Sabinarrosa se paró y Catay hizo lo mismo. ¿Averiguaste lo que querías saber del Papyrobon?, le preguntó. Sabinarrosa le respondió que sí, y le iba a preguntar si podía dárselo en consigna por unos días. Antes que sigas, le cortó Catay, no puedo prestártelo, ya sabes lo que me pasó con el Goaccino para que lo destrozara Mario Marccelo. Sabinarrosa asintió resignado, recordando esa vieja historia, para que un ex pastor destrozara una bella obra de arte de miniaturas iluminadas como lo era el Goaccino, lo que hizo huraño y muy cuidadoso con sus libros Catay Cipango. Pero lo de Mario Marccelo fue el acabose aquella vez. Ni modo, regresaría a su casa, pero no con las manos vacías. Ambos artículos del Papyrobon no se extendían más con respecto del asunto salomónico. Pero lo de la carta lo dejó intrigado. Tendría que adecuar y aderezar la casa para los cuatro viajantes que anunciaron por anticipado su viaje y el hospedaje, según las señas, en casa de Sabinarrosa.

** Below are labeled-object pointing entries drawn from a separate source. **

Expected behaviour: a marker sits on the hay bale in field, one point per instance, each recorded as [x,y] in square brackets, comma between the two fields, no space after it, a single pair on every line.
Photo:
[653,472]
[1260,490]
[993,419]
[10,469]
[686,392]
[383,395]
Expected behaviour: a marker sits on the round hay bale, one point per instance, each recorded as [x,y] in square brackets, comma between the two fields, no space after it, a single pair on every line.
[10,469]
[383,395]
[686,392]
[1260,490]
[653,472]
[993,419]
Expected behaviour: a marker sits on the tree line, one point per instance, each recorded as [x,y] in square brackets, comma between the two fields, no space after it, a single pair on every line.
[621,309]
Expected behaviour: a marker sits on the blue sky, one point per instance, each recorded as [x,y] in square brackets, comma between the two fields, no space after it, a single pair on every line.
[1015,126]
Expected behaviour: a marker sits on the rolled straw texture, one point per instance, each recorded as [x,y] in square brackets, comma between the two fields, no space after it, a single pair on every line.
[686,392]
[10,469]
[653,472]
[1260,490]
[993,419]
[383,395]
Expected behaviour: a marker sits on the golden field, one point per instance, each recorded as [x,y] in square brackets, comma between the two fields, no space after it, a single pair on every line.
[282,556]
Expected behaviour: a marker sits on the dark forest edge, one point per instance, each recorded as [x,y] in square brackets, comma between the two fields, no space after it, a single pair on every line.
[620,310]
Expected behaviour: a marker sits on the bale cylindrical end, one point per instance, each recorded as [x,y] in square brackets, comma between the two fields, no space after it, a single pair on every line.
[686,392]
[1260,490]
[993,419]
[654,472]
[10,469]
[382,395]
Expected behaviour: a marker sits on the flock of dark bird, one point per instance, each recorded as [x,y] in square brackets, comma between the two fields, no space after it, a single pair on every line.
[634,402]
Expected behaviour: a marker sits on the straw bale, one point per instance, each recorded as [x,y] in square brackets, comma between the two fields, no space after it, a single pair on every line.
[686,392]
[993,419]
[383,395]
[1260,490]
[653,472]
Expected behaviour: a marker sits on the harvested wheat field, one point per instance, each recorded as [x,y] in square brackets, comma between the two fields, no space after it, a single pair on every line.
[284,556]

Se dice que luego de Plutón, el noveno planeta, le siguen tres planetas más: Vulcano, Ursus y Vestus, completando así 12 planetas orbitando alrededor del sol. En tiempos anteriores, la misma luna y el sol fueron considerados planetas, cosa que la alquimia se encargó de aclarar diferencias entre un satélite de tierra inerte y una estrella que brilla por combustión de los gases, pero publícalo en los tiempos que quemaron a Giordano Bruno, iniciado de alguna fraternidad y condenado por hereje, o ante los censores de Copérnico que nada pudieron hacer ante su modelo astronómico, que se difundió más y sus conclusiones aniquilaban el heliocentrismo. La obra de Copérnico fue destinada a quemarse en repetidas ocasiones, inscrito como libro prohibido en el Index o lista negra de libros que merecían la hoguera, 
pero varios ejemplares suyos alcanzaron los confines donde no llegaba la obligación de desaparecerlo. La censura de hoy en día es risible, más se aplica en los diarios y panfletos con sesgos políticos. En cuanto a temas polémicos en lo esotérico, no llega a mayores, por desconocimiento total y estar habituado a ser distribuido en un círculo reducido, no masivo. Catay Cipango pretendía aportar con granitos de arena incentivando el interés por estos temas. Pero el problema era que lo hacía mal, desconociendo por completo el tema, ignorando lo que guardaba en su propia biblioteca para al menos elaborar una asentada monografía con base y citas de fuentes, sin necesidad de incitar al sensacionalismo y brindar unos conceptos nada esclarecedores, en cuanto a sus panfletos y cuadernillos característicos, meros mamotretos frutos del facilismo y la dejadez.